UK digital committee report slams Facebook

The report states that the social media company has repeatedly breached privacy and competition laws, and also directs the parliament to impose statutory regulations on social media platforms

February 21, 2019 by Peoples Dispatch
Facebook
The report accused Facebook CEO, Mark Zuckerberg, of contempt of parliament for repeatedly declining to appear before the committee (Photo: AFP)

On February 18, the UK parliamentary committee published their 8th report on online disinformation and fake news, in which they slammed social media network Facebook for deliberately breaking privacy and competition laws and should urgently be subject to statutory regulation. The 108-page report, prepared by the UK Parliament Digital, Culture, Media and Sport Committee, was tabled after 18 months of investigation.

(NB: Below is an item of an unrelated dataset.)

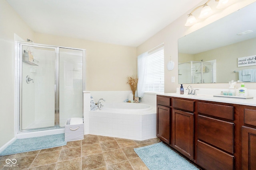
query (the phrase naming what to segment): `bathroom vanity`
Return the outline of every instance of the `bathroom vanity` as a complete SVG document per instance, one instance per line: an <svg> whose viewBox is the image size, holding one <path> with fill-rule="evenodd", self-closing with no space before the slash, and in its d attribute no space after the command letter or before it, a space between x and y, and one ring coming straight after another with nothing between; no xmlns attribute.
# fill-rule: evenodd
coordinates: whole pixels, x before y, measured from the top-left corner
<svg viewBox="0 0 256 170"><path fill-rule="evenodd" d="M256 100L157 96L157 136L207 170L256 169Z"/></svg>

The final report said that the inquiry was based and built on the main issues highlighted in the interim report of the committee prepared in July 2018. The issues included the definition, role and legal liabilities of social media platforms, data misuse and targeting (based around Facebook), the Cambridge Analytica and Aggregate IQ allegations, political campaigning, Russian influence in political campaigns, the influence of Strategic Communication Laboratories in foreign elections, and digital literacy. The interim report also included evidence about Facebook’s knowledge of, and participation in, data-sharing from documents that the committee obtained from the tech company, Six4Three.

“Social media companies cannot hide behind the claim of being merely a ‘platform’ and maintain that they have no responsibility themselves in regulating the content of their sites,” the parliamentary report said.

According to The Guardian, the report accused Facebook CEO, Mark Zuckerberg, of being in contempt of parliament for refusing three separate demands to give evidence, and instead sending junior employees who were unable to answer the committee’s questions. It highlighted that the existing electoral law in UK is vulnerable to interference by hostile foreign actors, including agents of the Russian government, attempting to discredit democracy. The report suggested the British government to establish an independent investigation into “foreign influence, disinformation, funding, voter manipulation and the sharing of data” in the 2014 Scottish independence referendum, the 2016 European Union referendum and the 2017 general elections.

Earlier in 2018, Facebook was also accused in the Cambridge Analytica scandal. It was found that the latter had harvested personal data of millions of people through their Facebook profiles, without their consent, and used it for political purposes, especially the 2016 US presidential elections.

But, meanwhile, an anonymous hacker exposed a project run by the firm, Integrity Initiative, for planting disinformation about the alleged “Russian influence” through journalist ‘clusters’ throughout Europe and the US. Since November 5, 2018, in three episodes, the hacker revealed that the British government had financed Integrity Initiative to spread anti-Russia propaganda and, thereby, influence the public, military and governments of a number of countries. The firm was also found to be involved in smear campaigns against major opposition political figures in the UK, including Jeremy Corbyn.